El niño  y la pelota tenían padres atareados y cinco hermanos, pero a nadie para jugar.

La pelota había sido comprada en el tenderete de una feria. El niño jugó con ella día tras día, desgastando sin piedad las botas en invierno y las zapatillas en verano.  

La pelota rodaba en todas direcciones, se escondía en los matorrales y saltaba las zanjas obligando al niño a volver con desgarrones en el pantalón y arañazos en las rodillas.

La madre se enfadaba, le ponía un castigo pequeño, meneaba la cabeza. Después de cenar le zurcía las roturas. 

—Este pequeño mío  ¿Cuando crecerá?

 En su séptimo cumpleaños la madrina del niño apareció con una caja grande.  Dentro, una bola de pelo de dos colores gemía y temblaba.

Cuando el niño vio al perro, supo que nunca más jugaría solo. El cachorrillo lo miró con sus ojos color miel. Entonces decidió que siempre lo cuidaría,  que crecerían juntos.

Le llevó dos días encontrar el nombre adecuado. Le llevó semanas enseñarle a devolver la pelota sin que le hincase el diente. Les llevó meses entenderse solo con un gesto. Les llevó años crecer. 

A los quince al chulito lo expulsaron de la escuela.

El niño heredó más ropa, aprendió los reyes godos y las párabolas, vigiló nidos y cada verano se bañó en la acequia, siempre en compañía del perro. 

El perro dormía ovillado junto a su cama, compartía su merienda y perdonaba sus enfados. 

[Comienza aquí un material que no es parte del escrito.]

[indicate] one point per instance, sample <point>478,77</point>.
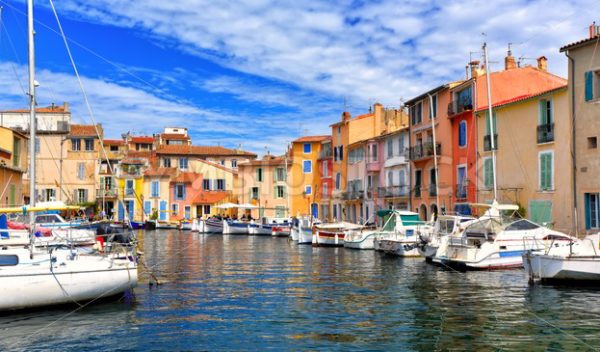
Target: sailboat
<point>35,276</point>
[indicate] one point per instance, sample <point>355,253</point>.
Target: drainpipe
<point>573,144</point>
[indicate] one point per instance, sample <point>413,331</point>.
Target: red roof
<point>210,197</point>
<point>142,139</point>
<point>516,84</point>
<point>186,177</point>
<point>85,130</point>
<point>307,139</point>
<point>160,172</point>
<point>201,150</point>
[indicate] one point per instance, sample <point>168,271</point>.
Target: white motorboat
<point>332,234</point>
<point>400,233</point>
<point>577,260</point>
<point>497,241</point>
<point>445,225</point>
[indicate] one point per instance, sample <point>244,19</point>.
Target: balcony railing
<point>456,107</point>
<point>106,193</point>
<point>461,191</point>
<point>487,142</point>
<point>393,191</point>
<point>546,133</point>
<point>424,150</point>
<point>432,190</point>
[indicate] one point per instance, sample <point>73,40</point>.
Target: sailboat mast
<point>32,124</point>
<point>490,119</point>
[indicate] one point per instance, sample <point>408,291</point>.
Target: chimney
<point>594,30</point>
<point>473,65</point>
<point>543,63</point>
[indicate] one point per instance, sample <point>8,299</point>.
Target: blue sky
<point>259,74</point>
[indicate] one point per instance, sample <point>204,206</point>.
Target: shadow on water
<point>249,293</point>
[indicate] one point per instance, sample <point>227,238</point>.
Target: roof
<point>142,139</point>
<point>180,136</point>
<point>186,177</point>
<point>113,142</point>
<point>85,130</point>
<point>307,139</point>
<point>580,43</point>
<point>210,197</point>
<point>515,85</point>
<point>201,150</point>
<point>48,109</point>
<point>161,172</point>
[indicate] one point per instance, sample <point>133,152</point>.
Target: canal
<point>255,293</point>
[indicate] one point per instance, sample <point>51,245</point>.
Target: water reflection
<point>238,293</point>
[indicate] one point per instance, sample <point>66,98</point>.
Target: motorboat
<point>498,240</point>
<point>400,233</point>
<point>574,261</point>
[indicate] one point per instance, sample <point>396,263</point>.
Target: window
<point>155,188</point>
<point>183,163</point>
<point>307,166</point>
<point>546,167</point>
<point>89,145</point>
<point>545,117</point>
<point>179,191</point>
<point>307,190</point>
<point>81,195</point>
<point>279,191</point>
<point>76,144</point>
<point>280,174</point>
<point>307,148</point>
<point>81,171</point>
<point>128,187</point>
<point>462,134</point>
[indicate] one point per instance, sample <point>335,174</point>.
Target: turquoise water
<point>257,293</point>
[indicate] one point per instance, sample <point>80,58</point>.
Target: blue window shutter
<point>588,213</point>
<point>589,86</point>
<point>121,211</point>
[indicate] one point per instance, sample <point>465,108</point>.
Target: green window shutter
<point>589,86</point>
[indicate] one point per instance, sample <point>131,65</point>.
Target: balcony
<point>352,195</point>
<point>393,191</point>
<point>546,133</point>
<point>424,151</point>
<point>432,190</point>
<point>461,191</point>
<point>457,107</point>
<point>106,193</point>
<point>487,142</point>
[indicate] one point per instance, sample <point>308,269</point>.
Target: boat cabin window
<point>9,260</point>
<point>521,225</point>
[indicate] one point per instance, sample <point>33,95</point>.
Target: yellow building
<point>264,184</point>
<point>305,176</point>
<point>533,139</point>
<point>13,163</point>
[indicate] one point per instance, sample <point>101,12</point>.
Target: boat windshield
<point>411,220</point>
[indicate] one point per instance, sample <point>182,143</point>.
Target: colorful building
<point>13,164</point>
<point>584,108</point>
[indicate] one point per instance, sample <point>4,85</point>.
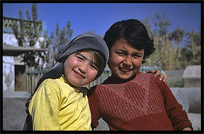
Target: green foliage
<point>168,45</point>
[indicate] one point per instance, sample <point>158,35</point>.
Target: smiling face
<point>125,61</point>
<point>80,68</point>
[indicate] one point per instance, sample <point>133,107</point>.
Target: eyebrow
<point>86,58</point>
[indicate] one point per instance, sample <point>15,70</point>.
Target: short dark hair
<point>134,32</point>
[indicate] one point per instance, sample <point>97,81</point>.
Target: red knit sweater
<point>144,103</point>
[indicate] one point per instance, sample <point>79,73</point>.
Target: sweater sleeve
<point>94,107</point>
<point>44,108</point>
<point>175,112</point>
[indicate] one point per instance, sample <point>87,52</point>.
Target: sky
<point>98,17</point>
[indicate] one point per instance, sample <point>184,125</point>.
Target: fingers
<point>157,73</point>
<point>162,77</point>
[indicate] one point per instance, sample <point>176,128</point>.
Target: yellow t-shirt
<point>58,106</point>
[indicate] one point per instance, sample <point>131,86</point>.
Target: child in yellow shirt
<point>60,101</point>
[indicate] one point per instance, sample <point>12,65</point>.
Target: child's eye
<point>93,66</point>
<point>80,58</point>
<point>136,56</point>
<point>120,53</point>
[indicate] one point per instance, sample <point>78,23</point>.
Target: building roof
<point>15,51</point>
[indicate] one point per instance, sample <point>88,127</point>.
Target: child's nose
<point>84,67</point>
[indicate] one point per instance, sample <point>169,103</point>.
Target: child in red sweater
<point>129,99</point>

La pelota los llevó a saltos cómplices por una vida simple y un tiempo sin retorno.

A los dieciocho al chulito le regalaron un juguete caro. Un coche al que le sacaba chispas por las calles del pueblo.

El perrillo desconocía el peligro. Cruzó confiado a buscar la pelota para el niño. No pudo evitar lo inevitable.

El niño dejó de comer y lloró mares. Despuès abandonó para siempre la pelota culpable en un estante. Arrastraba por la calle su tristeza cuando vio al chulito con otros divirtiéndose en la bolera.

—Un hombre de verdad defiende a los suyos—  dijo su padre.

El sentimiento del pecho se le incendió, alimentado por la rabia y el deseo de venganza. El puñetazo que lo hizo mayor le dejó muy doloridos los nudillos.

Luego, en el estante junto a la pelota, colocó el collar del infortunado perrito. Desde ese día ya nunca más volvió a jugar.